Since the beginning of time, man has been dreaming of flying. On December 17, 1903, Orville Wright turned that dream into a reality when he flew a plane 120 feet in 12 seconds. Today, with jets cruising at speeds of Mach 0.8 (Mach 1 is the speed of sound), man sits in airport terminal buildings -- "canceled" and "delayed" -- still dreaming of flying. Why is that?
This being the vacation season, it is important to be aware of some of the shortcomings of air travel. Good flying means never having to say "I've been bumped" or "Where's my luggage?" (Not that these two mishaps are the worst things; Amelia Earhart never got bumped and her luggage was never lost.)
Probably half the people reading this article have had luggage lost by an airline at one point or another. (The other half is probably afraid of flying.) Yet, most people don't seem to take any precautions to avert such problems. The trick is to outsmart the airlines.
One method of reducing the odds of losing luggage is a tactic developed by nuclear war strategists. For every suitcase you take on a trip, bring along four empty decoys. The chances of losing the "right" one is thereby reduced to 20 percent. If, with these kinds of odds in your favor, you lose the "right" one anyway, whatever you do, don't spend your vacation in Las Vegas.
If the airline loses all five suitcases, it's not an accident -- they're out to get you! I would strongly suggest traveling by boat. If a submarine is available, all the better. (On a submarine, instead of movies and snacks, they allow the passengers to look through the periscope and watch dolphins fly through burning bagels.)
The worst part about losing a suitcase is when they find it three months later and you don't fit into the clothes you bought for your vacation.
There's one method which can totally eliminate the possibility of losing luggage. Instead of telling an airline you want to go to, let's say, Florida or Bermuda, tell them you want to go wherever your luggage goes. How can they possibly mess up?
What bothers me more than the lost-luggage problem, though, is the cover-up. Ever notice that no matter how many suitcases are lost on a flight the luggage carousel is always full? Who's are all those suitcases? Obviously, the airlines buy suitcases just to fill up the carrousels; by dazzling you with an array of colorful (empty) suitcases, they figure it'll never dawn on you that your suitcase is in a holding pattern somewhere over Singapore.
Another serious problem plaguing the airline industry is the long delays. Sitting in an airport terminal building for what seems like an eternity, waiting to board a flight, sort of makes you wonder whether supersonic jets were invented just to make up for time lost at airports. Surely something more can be done to alleviate this frustrating situation. Perhaps they should have stewardesses on the ground instead of on planes; would you rather be comfortable on a two-hour flight to Florida, or a two-day wait at the airport? And it wouldn't hurt to have a post office at every airport -- just in case your passport expires.
The key to survival in the airline jungle is good planning. If your vacation begins, let's say, the morning of January 15th, be at the airport no later than July 23rd. This should give you enough time to get cancelled, bumped, delayed, held over, rerouted, and inconvenienced, and still get to your destination on time. Of course, this should also give you enough time to get from New York to Florida on a rubber raft. But setting up a projector and screen on a rubber raft could interfere with air currents and you could wind up in Singapore along with other people's luggage. So this is not recommended.

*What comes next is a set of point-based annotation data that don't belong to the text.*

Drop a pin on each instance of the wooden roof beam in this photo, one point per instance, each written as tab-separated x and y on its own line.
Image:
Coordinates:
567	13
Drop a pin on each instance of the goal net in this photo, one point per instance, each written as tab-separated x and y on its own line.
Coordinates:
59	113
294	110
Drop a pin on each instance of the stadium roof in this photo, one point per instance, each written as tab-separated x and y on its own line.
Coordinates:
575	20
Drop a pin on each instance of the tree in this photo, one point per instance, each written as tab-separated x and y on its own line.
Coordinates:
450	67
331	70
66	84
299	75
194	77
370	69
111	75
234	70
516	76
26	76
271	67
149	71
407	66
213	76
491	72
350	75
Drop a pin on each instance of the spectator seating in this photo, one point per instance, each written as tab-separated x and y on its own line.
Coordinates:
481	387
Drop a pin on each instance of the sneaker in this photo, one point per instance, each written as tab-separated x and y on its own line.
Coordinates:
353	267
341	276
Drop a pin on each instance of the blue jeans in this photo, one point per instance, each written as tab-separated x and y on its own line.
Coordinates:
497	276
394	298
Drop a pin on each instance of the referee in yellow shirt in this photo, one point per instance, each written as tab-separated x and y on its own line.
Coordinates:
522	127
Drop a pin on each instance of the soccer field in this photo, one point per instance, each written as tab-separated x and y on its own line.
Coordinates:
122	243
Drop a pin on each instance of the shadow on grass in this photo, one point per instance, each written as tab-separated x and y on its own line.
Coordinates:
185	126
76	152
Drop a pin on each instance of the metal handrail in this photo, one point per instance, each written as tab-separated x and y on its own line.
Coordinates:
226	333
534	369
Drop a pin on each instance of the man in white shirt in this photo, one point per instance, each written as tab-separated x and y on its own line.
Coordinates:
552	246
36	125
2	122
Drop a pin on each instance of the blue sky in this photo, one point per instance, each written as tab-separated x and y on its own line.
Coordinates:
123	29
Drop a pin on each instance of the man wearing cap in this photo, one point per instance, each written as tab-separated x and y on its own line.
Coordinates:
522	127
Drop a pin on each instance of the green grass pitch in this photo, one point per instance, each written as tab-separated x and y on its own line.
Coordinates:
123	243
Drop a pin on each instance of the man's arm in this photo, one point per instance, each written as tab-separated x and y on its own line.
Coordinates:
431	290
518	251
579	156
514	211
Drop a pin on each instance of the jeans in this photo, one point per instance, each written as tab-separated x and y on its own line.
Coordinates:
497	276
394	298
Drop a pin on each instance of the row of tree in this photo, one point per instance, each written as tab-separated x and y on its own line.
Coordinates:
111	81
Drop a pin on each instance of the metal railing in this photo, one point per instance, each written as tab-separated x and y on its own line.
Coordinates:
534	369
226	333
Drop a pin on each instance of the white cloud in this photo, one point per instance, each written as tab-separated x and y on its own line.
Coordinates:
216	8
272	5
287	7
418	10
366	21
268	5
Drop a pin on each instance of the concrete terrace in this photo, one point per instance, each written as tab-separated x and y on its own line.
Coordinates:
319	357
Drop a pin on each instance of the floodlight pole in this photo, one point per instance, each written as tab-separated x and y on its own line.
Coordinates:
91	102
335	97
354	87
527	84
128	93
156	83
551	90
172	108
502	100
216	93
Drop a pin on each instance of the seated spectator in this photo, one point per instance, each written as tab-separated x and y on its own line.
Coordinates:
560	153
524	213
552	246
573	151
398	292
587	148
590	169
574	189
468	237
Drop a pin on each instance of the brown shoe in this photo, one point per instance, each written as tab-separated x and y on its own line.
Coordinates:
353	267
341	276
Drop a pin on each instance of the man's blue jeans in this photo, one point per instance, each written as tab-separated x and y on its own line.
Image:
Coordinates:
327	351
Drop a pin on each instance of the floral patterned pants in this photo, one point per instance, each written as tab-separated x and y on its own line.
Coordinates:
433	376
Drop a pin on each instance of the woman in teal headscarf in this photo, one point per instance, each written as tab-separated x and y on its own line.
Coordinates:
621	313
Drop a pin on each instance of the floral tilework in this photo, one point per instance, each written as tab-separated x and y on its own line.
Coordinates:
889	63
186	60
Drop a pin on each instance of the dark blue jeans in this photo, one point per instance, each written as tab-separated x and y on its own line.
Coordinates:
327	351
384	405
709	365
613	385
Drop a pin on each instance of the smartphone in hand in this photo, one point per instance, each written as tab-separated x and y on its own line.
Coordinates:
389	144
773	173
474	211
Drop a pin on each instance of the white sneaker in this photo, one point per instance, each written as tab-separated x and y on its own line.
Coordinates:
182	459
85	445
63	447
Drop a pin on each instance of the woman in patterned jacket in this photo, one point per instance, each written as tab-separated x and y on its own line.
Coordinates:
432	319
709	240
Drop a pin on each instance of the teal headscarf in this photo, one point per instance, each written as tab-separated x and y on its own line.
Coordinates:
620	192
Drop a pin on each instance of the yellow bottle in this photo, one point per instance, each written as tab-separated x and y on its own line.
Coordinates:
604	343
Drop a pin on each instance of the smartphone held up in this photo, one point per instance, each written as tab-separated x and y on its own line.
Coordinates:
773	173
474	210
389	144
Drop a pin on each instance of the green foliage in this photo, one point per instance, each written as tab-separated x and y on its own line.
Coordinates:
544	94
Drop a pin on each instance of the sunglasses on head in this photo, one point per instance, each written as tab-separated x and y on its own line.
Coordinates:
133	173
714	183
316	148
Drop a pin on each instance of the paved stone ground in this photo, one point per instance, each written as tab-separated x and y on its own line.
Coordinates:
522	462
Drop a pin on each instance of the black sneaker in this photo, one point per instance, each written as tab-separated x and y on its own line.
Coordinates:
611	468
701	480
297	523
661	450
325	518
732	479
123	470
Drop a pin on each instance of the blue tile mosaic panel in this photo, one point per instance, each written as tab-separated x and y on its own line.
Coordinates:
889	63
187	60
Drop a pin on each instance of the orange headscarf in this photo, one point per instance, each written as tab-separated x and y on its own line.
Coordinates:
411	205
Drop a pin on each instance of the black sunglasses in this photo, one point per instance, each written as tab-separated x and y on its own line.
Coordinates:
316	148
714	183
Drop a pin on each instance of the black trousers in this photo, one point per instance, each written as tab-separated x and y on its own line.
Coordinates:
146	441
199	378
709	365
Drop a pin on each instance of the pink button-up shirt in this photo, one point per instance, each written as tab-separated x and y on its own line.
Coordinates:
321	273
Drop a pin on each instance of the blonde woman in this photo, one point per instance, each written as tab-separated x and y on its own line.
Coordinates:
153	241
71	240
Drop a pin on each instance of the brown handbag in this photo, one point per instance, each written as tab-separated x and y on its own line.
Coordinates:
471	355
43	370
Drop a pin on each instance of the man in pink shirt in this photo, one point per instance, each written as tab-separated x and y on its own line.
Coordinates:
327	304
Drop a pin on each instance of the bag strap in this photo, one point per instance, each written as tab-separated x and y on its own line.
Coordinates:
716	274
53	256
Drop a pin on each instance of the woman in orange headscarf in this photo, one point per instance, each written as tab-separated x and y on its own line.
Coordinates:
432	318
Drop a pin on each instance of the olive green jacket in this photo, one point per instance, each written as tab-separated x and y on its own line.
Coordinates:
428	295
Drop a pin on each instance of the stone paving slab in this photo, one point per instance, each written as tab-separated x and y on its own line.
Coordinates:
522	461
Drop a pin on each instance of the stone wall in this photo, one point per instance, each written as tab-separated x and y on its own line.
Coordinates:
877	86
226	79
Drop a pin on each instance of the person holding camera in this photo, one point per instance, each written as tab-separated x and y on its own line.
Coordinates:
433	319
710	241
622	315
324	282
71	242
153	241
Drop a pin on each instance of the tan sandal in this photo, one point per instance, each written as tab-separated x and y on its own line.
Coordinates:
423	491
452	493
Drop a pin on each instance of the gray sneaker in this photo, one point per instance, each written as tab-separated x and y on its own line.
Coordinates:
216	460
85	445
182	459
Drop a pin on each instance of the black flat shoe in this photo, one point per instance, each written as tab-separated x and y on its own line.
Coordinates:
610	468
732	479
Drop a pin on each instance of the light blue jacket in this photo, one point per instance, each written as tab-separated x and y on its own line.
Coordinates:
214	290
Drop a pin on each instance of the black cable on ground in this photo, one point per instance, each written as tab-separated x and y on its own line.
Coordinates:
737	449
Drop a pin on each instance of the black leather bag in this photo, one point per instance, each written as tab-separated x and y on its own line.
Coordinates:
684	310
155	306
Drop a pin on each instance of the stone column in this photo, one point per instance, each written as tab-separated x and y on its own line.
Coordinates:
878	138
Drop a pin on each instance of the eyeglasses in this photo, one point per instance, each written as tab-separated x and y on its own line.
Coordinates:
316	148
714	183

Sometimes I wonder whether the root of the airlines' inefficiencies can be traced to something as extreme as communist infiltrators. But it's been pointed out to me that communist infiltrators could not possibly create such chaos if they tried. My question then is, why don't we bring in communist infiltrators to run the airlines?
Personally, I think the whole mess could be straightened out with a few simple changes. They should put airline traffic controllers in charge of luggage -- this may cause some suitcases to collide every once in a while, but at least we'll know where they are at all times. To eliminate delays, every cockpit should have a pilot, a copilot, and a New York City cabbie -- a few sharp turns, a couple of loops, a nose dive here and there, and every plane would be on schedule. Finally, the baggage handlers should be put in charge of nuclear waste -- the United States government has been trying for a long time now to find a way to get rid of nuclear waste so that it could never be found again. Are there any people better suited for the job?